The following examples pertain to further embodiments, from which numerous permutations and configurations will be apparent.
It is emphasized that the Abstract of the Disclosure is provided to allow a reader to quickly ascertain the nature of the technical disclosure. It is submitted with the understanding that it will not be used to interpret or limit the scope or meaning of the claims. In addition, in the foregoing Detailed Description, it can be seen that various features are grouped together in a single embodiment for the purpose of streamlining the disclosure. This method of disclosure is not to be interpreted as reflecting an intention that the claimed embodiments require more features than are expressly recited in each claim. Rather, as the following claims reflect, inventive subject matter lies in less than all features of a single disclosed embodiment. Thus the following claims are hereby incorporated into the Detailed Description, with each claim standing on its own as a separate embodiment. In the appended claims, the terms “including” and “in which” are used as the plain-English equivalents of the respective terms “comprising” and “wherein,” respectively. Moreover, the terms “first,” “second,” “third,” and so forth, are used merely as labels, and are not intended to impose numerical requirements on their objects.

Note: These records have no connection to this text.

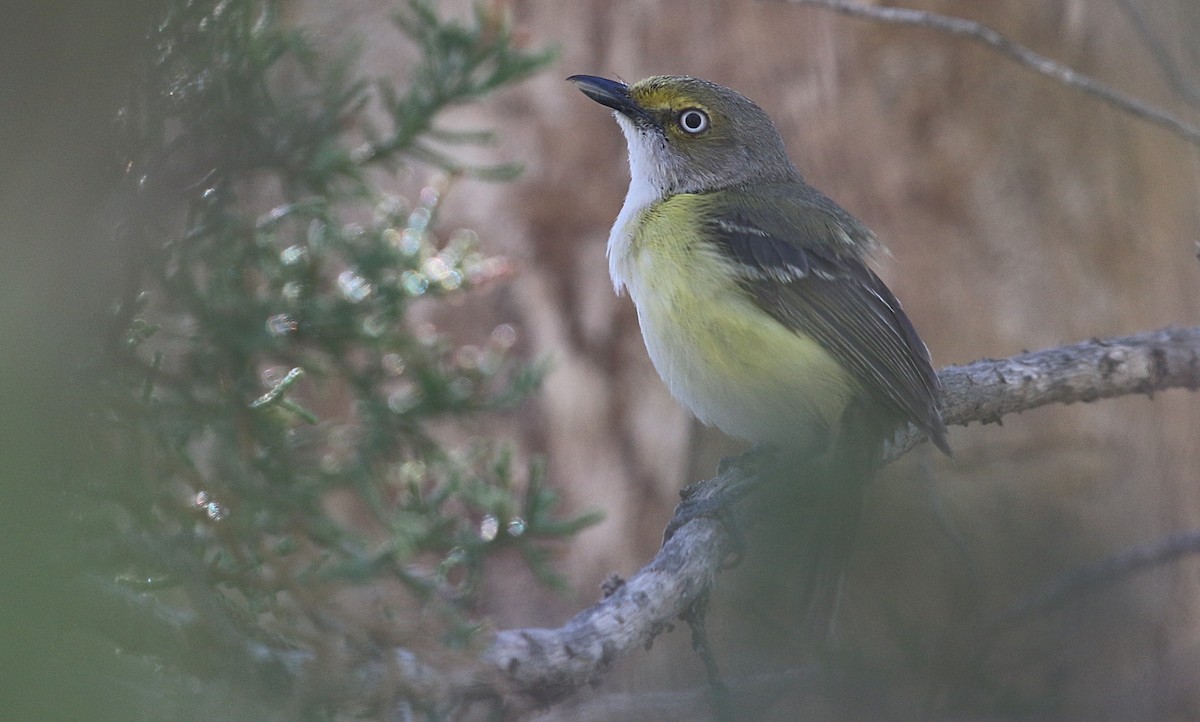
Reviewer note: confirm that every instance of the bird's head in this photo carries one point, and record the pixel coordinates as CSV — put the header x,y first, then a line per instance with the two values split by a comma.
x,y
690,136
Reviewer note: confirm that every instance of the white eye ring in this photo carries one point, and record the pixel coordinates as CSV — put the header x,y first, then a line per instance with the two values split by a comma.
x,y
693,121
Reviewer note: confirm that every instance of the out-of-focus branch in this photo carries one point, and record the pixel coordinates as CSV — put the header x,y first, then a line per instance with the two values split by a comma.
x,y
538,666
528,668
984,35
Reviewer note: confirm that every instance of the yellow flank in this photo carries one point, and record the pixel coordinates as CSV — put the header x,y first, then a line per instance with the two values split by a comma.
x,y
730,362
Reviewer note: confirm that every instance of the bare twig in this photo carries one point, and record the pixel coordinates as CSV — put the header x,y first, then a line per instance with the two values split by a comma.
x,y
1175,77
984,35
540,666
535,667
1111,569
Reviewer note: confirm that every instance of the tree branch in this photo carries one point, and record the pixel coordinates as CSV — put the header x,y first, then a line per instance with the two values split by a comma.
x,y
535,667
540,666
984,35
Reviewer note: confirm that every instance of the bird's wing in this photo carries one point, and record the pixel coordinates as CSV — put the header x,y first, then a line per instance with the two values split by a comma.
x,y
808,272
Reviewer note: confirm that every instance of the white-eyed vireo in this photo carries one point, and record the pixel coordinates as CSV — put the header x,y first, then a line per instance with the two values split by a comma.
x,y
756,302
751,287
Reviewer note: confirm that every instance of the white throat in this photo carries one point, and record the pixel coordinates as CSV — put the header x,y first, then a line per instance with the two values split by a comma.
x,y
645,169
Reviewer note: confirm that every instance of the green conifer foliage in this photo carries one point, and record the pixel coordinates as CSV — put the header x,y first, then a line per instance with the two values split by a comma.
x,y
265,398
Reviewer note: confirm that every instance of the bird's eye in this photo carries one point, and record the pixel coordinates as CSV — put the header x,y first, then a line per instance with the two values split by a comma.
x,y
694,121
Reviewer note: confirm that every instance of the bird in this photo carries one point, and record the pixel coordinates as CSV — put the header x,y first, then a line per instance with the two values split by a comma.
x,y
754,295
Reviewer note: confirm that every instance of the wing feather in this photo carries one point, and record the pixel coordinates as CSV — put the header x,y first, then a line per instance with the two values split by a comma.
x,y
817,288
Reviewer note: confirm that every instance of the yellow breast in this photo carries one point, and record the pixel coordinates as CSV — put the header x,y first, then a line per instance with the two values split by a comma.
x,y
725,359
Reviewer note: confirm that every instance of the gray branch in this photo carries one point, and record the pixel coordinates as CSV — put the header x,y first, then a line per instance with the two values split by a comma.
x,y
539,666
984,35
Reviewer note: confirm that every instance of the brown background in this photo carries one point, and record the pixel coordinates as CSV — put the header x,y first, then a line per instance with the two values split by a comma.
x,y
1020,215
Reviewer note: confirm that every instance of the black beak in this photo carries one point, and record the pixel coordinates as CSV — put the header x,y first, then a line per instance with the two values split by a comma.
x,y
612,94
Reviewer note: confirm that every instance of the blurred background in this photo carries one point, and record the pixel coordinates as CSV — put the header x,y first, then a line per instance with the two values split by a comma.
x,y
1020,215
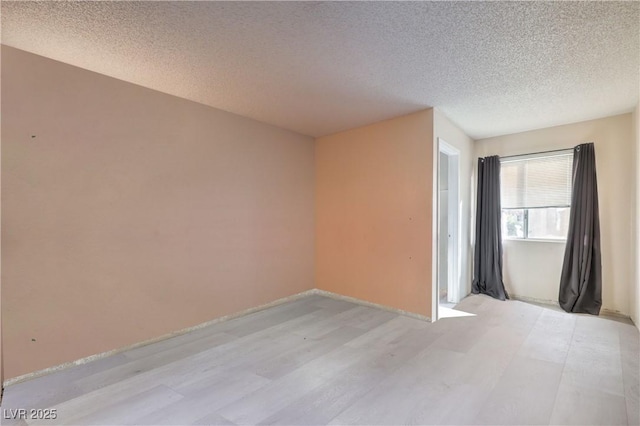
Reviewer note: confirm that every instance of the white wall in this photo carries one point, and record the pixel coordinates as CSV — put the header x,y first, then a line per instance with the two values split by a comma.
x,y
532,269
443,128
634,293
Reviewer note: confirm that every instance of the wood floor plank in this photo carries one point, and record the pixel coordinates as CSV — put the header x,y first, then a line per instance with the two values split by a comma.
x,y
320,360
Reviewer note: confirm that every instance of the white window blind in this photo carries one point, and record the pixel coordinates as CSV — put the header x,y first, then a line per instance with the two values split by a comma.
x,y
536,181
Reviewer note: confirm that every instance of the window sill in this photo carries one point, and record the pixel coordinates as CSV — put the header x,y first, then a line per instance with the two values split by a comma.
x,y
535,240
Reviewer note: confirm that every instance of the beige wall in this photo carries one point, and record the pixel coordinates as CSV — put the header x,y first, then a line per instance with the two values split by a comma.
x,y
373,212
532,269
133,213
443,128
634,293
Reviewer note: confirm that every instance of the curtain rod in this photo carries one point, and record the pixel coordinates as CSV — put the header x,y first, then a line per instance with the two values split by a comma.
x,y
539,152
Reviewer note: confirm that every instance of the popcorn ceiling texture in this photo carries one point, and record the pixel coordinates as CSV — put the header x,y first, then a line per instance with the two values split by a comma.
x,y
322,67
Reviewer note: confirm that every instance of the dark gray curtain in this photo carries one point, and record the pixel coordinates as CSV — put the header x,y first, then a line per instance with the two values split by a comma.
x,y
487,269
581,279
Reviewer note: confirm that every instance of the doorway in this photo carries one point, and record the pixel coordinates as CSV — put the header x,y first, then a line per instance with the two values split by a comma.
x,y
447,285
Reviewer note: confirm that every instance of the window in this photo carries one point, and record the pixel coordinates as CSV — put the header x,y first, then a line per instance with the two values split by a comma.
x,y
536,195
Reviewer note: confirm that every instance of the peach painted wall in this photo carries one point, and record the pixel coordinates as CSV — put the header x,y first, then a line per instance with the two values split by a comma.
x,y
373,212
133,213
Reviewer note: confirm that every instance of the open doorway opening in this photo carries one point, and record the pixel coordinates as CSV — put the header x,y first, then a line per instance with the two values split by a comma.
x,y
448,290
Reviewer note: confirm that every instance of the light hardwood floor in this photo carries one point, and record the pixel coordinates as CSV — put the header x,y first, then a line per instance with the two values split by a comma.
x,y
319,360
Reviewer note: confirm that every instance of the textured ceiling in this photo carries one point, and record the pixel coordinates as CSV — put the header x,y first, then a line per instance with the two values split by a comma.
x,y
321,67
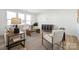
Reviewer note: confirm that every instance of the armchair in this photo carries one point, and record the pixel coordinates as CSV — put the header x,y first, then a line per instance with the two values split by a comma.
x,y
53,38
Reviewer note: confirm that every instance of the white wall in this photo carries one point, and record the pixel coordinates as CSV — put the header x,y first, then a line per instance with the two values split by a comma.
x,y
62,18
3,21
3,18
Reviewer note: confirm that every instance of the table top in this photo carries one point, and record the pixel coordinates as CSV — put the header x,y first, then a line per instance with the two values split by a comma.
x,y
13,34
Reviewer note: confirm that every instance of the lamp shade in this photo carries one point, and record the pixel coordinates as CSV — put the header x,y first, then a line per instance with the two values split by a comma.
x,y
16,21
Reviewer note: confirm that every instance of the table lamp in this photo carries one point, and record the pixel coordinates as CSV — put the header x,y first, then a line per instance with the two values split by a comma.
x,y
16,21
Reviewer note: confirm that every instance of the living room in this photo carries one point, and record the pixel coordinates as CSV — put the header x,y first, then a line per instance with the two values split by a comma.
x,y
59,18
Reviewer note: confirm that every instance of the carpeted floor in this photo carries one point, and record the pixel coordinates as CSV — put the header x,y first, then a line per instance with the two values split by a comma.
x,y
35,43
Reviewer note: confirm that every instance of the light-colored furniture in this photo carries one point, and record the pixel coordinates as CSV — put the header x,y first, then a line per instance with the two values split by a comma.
x,y
53,38
12,40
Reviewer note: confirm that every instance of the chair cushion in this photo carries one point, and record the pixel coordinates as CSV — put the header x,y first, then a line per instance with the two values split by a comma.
x,y
48,38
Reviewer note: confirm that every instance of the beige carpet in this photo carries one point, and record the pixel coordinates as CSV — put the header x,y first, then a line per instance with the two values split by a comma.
x,y
35,43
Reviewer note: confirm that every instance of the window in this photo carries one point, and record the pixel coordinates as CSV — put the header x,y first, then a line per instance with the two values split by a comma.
x,y
28,19
9,16
21,16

The foregoing description of example embodiments has been presented for the purposes of illustration and description. It is not intended to be exhaustive or to limit the present disclosure to the precise forms disclosed. Many modifications and variations are possible in light of this disclosure. It is intended that the scope of the present disclosure be limited not by this detailed description, but rather by the claims appended hereto. Future filed applications claiming priority to this application may claim the disclosed subject matter in a different manner, and may generally include any set of one or more limitations as variously disclosed or otherwise demonstrated herein.